With the available tools, bad actors are getting better in generating fake news and misinformation to fool readers into thinking that they are legitimate.
Using AI-based text generators for example, including the OpenAI's GPT-2, computers have helped those bad actors with their intentions.
To mitigate this, researchers have started fighting AI-based fake news with AI-based fake news detector, which work by essentially tracing back a text writing style to determine if it was written by humans or bots.
However, these kind of AI-based fake news detectors assume that text written by humans is always legitimate and the text generated by bots is always fake. In other words, even if an AI is capable of generating legitimate text, the fake news detector will mark it as a fake.
According to researchers at MIT’s Computer Science and Artificial Intelligence Laboratory (CSAIL), AI-based fake news detectors like the GLTR, could be fooled with factually true articles because a fundamental flaw may be present in its AI detection method.
Their finding is based on the nature of AIs, that hunger for data to learn for patterns.

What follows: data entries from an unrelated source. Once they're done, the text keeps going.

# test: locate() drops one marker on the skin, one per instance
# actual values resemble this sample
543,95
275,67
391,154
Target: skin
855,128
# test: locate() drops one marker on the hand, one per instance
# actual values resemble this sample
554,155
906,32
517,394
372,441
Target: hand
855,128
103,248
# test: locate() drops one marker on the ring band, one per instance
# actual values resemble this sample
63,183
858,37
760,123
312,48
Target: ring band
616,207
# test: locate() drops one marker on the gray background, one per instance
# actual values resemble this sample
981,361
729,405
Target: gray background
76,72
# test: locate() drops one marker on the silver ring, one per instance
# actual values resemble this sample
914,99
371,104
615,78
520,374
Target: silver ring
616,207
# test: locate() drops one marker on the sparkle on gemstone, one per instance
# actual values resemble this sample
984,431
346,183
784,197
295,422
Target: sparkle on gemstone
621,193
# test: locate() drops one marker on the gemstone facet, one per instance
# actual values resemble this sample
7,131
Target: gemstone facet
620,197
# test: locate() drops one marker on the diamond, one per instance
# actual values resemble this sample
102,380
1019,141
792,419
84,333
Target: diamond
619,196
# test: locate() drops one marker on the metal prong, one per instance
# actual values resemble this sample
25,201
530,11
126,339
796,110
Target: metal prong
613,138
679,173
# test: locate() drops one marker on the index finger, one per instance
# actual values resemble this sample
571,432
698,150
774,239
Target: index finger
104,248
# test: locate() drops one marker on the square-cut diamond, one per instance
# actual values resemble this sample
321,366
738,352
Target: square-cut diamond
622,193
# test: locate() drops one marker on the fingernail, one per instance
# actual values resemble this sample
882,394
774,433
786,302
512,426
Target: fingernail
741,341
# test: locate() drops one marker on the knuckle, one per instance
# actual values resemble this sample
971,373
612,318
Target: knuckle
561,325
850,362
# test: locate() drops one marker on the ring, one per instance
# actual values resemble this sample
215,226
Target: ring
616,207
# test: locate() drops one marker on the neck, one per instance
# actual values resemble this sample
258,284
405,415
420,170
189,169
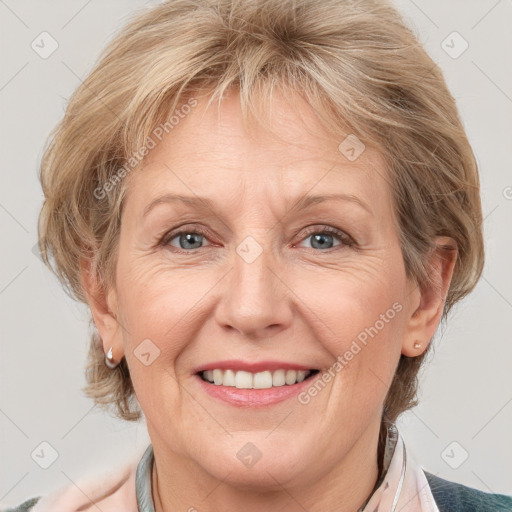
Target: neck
179,484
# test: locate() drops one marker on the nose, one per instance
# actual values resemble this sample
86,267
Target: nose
256,301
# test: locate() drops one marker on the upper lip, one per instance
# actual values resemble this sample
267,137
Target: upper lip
252,367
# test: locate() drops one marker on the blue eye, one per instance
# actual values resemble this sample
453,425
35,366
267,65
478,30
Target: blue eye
187,239
322,238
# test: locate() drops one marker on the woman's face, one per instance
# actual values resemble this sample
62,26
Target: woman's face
246,255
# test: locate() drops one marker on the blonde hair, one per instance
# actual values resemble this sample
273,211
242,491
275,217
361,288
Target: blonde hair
354,61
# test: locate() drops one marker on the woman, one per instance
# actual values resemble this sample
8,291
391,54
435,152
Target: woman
269,207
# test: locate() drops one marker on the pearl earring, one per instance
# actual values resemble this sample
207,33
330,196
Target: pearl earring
109,360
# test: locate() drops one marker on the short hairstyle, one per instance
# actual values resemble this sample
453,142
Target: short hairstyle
354,61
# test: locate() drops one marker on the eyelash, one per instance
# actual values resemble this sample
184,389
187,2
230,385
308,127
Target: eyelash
345,239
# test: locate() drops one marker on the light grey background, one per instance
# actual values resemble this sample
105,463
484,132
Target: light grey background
466,394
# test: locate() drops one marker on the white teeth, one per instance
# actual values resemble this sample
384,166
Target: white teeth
243,380
301,375
278,378
229,378
218,377
261,380
291,377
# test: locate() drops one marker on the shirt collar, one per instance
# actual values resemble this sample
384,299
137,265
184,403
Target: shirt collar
144,469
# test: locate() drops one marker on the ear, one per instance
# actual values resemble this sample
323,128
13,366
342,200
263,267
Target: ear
103,306
427,304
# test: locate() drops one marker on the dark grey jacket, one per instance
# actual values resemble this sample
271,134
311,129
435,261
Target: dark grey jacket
449,496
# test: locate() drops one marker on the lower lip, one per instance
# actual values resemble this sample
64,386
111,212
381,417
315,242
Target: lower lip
254,397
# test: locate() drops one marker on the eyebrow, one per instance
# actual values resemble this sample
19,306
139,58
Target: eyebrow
299,204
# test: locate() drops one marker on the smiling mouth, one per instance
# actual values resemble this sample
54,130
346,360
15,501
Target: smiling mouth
260,380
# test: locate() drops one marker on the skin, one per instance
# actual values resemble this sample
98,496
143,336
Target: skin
296,302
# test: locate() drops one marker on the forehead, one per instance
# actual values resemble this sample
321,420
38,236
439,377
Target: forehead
212,152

The team also suggest that bad actors can also use the tools to manipulate human-generated text. The team at MIT realized this after training an AI using the GPT-2 model, and saw how the results can be corrupted to alter their meaning.

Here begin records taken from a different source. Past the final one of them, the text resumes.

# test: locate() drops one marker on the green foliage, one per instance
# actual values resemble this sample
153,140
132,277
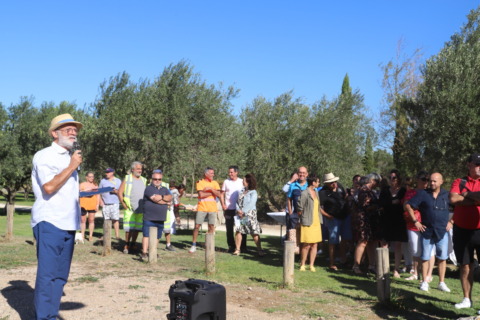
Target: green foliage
177,122
445,113
401,79
368,159
181,124
285,134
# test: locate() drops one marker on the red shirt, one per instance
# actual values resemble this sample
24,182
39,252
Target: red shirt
466,217
410,225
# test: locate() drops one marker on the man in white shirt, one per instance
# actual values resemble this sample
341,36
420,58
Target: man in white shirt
231,188
55,213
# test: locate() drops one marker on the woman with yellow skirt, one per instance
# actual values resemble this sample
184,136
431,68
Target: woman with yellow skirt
310,230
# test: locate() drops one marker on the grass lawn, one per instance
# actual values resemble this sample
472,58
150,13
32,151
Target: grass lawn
322,294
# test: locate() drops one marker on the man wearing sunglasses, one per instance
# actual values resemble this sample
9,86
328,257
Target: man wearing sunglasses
465,196
433,204
155,206
55,213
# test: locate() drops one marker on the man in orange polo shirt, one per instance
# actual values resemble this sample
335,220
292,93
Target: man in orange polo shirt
208,192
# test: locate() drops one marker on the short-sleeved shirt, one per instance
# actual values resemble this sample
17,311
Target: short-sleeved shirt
294,193
60,208
333,202
232,190
88,203
153,211
209,203
466,217
136,195
175,196
107,197
435,212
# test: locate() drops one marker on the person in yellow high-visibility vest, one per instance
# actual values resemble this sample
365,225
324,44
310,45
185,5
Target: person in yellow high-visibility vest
131,197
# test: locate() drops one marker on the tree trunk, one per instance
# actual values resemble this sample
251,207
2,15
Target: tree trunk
193,185
10,209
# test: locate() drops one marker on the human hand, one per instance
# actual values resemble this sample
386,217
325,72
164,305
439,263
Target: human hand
294,178
420,226
76,159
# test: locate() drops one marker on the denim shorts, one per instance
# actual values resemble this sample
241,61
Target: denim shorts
440,245
146,228
338,228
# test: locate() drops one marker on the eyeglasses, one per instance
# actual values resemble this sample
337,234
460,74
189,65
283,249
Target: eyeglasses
69,130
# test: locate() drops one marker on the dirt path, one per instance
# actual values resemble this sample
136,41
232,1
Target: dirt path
119,297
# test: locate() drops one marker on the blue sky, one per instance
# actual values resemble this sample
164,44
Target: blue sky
63,50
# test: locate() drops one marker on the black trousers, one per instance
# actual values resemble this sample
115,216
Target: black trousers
230,226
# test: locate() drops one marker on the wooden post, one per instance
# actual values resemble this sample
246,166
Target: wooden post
107,237
383,274
288,263
152,245
210,253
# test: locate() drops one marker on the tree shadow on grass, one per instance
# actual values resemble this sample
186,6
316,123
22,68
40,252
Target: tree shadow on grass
404,303
19,296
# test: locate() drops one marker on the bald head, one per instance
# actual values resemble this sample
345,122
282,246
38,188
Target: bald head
436,181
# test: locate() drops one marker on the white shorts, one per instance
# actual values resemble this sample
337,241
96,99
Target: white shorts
111,211
415,243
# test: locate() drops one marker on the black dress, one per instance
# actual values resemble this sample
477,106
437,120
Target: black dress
394,227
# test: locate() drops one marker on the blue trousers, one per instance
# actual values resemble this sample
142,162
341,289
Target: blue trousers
54,255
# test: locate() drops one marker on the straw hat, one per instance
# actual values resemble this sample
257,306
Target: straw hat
329,177
62,120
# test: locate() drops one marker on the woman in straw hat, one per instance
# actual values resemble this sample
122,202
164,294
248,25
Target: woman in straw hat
309,212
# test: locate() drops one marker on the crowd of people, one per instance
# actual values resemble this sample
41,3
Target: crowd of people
412,216
422,223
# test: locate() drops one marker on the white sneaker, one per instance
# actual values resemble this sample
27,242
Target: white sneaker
443,287
466,303
424,286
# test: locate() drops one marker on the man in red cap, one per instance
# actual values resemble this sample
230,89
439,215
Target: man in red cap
55,213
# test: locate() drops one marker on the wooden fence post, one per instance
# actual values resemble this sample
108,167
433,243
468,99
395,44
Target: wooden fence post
107,237
210,253
383,274
288,263
152,244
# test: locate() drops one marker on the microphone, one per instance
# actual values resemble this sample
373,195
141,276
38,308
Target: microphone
75,147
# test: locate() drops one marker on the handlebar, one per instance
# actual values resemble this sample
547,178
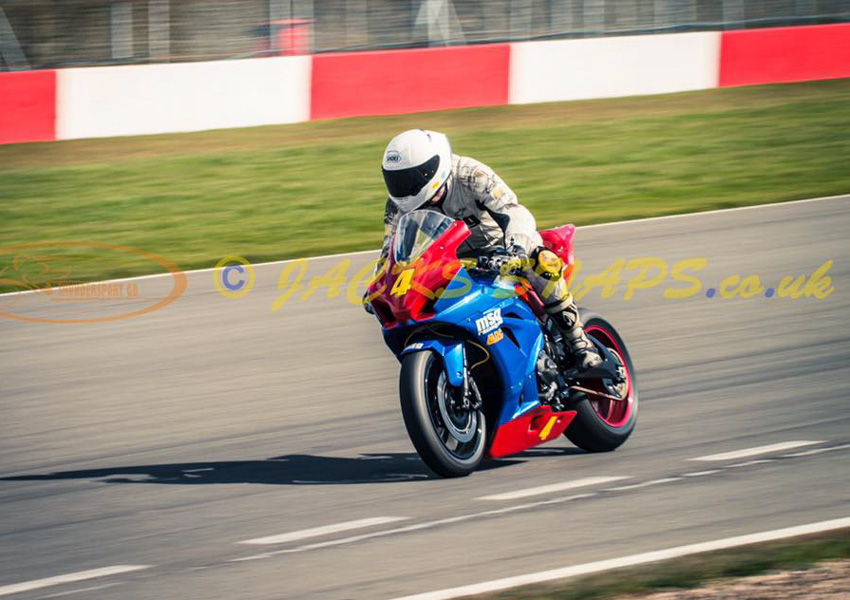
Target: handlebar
491,263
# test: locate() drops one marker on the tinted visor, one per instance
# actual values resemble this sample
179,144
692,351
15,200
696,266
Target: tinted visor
409,182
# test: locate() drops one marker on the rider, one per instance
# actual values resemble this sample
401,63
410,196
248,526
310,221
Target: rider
420,171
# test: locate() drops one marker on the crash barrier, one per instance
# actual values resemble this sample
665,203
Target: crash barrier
148,99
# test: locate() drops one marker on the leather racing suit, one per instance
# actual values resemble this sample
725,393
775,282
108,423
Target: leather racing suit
496,219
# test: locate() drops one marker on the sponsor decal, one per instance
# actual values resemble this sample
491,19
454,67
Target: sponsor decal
495,336
490,321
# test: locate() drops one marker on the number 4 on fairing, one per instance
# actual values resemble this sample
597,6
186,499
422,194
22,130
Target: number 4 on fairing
484,372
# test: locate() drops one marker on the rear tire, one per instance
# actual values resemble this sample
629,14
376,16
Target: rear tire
420,386
604,425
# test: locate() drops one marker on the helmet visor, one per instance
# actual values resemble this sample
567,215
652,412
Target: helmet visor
409,182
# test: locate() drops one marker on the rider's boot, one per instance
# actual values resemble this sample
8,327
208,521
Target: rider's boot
569,324
548,280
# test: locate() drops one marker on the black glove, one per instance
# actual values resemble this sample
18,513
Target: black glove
367,305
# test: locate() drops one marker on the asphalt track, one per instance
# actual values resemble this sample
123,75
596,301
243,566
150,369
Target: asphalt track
166,440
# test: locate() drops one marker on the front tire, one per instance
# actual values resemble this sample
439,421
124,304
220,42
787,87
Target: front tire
450,440
603,425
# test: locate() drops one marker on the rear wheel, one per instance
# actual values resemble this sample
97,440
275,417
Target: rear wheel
449,438
601,425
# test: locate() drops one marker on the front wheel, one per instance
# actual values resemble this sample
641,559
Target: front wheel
449,438
601,425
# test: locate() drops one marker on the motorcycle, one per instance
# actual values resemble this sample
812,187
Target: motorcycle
484,371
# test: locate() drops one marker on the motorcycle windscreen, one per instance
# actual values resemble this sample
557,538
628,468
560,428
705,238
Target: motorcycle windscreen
417,231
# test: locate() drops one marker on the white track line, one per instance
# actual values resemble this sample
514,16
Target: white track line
701,473
547,489
36,584
583,227
319,531
416,527
815,451
637,486
747,452
629,561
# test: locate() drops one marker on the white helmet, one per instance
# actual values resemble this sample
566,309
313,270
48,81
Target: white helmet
416,164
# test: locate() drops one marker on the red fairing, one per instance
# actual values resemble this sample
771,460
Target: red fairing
531,429
432,272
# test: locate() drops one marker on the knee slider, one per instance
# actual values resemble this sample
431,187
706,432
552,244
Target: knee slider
548,264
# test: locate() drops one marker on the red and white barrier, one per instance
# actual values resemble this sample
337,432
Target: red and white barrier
609,67
148,99
406,81
137,100
27,106
756,56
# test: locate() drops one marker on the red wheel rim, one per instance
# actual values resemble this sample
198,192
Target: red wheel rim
613,413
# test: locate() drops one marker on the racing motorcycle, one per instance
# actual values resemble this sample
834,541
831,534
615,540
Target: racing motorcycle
484,371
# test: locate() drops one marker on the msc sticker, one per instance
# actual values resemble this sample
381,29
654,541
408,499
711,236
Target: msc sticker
490,321
494,337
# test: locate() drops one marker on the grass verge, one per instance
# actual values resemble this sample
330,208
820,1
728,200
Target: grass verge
300,190
692,571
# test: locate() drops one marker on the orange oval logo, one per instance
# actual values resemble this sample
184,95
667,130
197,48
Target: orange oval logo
40,286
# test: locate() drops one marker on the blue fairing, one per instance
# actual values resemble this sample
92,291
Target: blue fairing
481,307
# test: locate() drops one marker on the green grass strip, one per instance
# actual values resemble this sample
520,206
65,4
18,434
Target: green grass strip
301,190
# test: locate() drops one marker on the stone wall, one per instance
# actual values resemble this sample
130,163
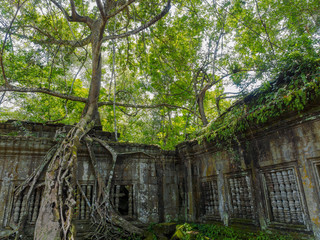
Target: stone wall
143,180
269,179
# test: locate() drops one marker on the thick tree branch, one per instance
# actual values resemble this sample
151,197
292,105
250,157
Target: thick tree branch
128,105
51,40
75,17
11,88
100,7
119,9
142,27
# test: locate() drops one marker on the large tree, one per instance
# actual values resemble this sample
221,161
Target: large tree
41,36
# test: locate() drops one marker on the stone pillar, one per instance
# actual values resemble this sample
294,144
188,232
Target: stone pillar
191,212
222,192
4,200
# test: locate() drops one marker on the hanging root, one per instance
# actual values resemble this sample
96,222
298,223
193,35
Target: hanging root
106,220
21,190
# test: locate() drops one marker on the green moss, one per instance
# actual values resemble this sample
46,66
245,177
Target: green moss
189,231
295,88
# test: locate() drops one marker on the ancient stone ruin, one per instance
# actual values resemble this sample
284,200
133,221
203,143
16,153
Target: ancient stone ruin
271,179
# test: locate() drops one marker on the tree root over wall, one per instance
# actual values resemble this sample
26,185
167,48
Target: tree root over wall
59,198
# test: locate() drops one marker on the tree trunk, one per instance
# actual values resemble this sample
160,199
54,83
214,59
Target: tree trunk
56,210
58,200
200,100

Tal Schuster, an MIT student and lead author on the research, said that it’s important to detect factual falseness of a text rather than determining if it was generated by a machine or a human:
MIT professor Regina Barzilay said this research highlighted the lack of credibility of misinformation classifiers.
To overcome these flaws, the researchers used Fact Extraction and VERification (FEVER), the world's largest fact-checking database with evidence from Wikipedia articles, to develop the next-generation new detection systems.
However, the research team found the model developed through FEVER was prone to errors due to the datasets’ bias. Negated phrases for example, are often deemed to be false by the model, said Schuster.
This happened because many of the data inside the datasets were created by human annotators, which may contain give-away phrases. In this case, phrases like "did not" and "yet to" appear mostly in false statements.
And when the team de-biased FEVER, the detection model's accuracy fell from 86% to 58%.
The model didn't perform well on the unbiased evaluation sets, because the researchers chalked up to those models’ overreliance on the bias to which they were initially exposed to. Schuster said that the cause was the model in taking into account languages without any external evidence.
Schuster suggested that a detector can deem a future event as false, just because it hasn't used external sources as part of its verification process.
The final fix involved engineering an entirely new algorithm, which is trained on the de-biased dataset, by combining both fact-checking and existing defense mechanisms.
The work is far from over, and the team is hoping that future models can use this approach to better detect new types of fake news.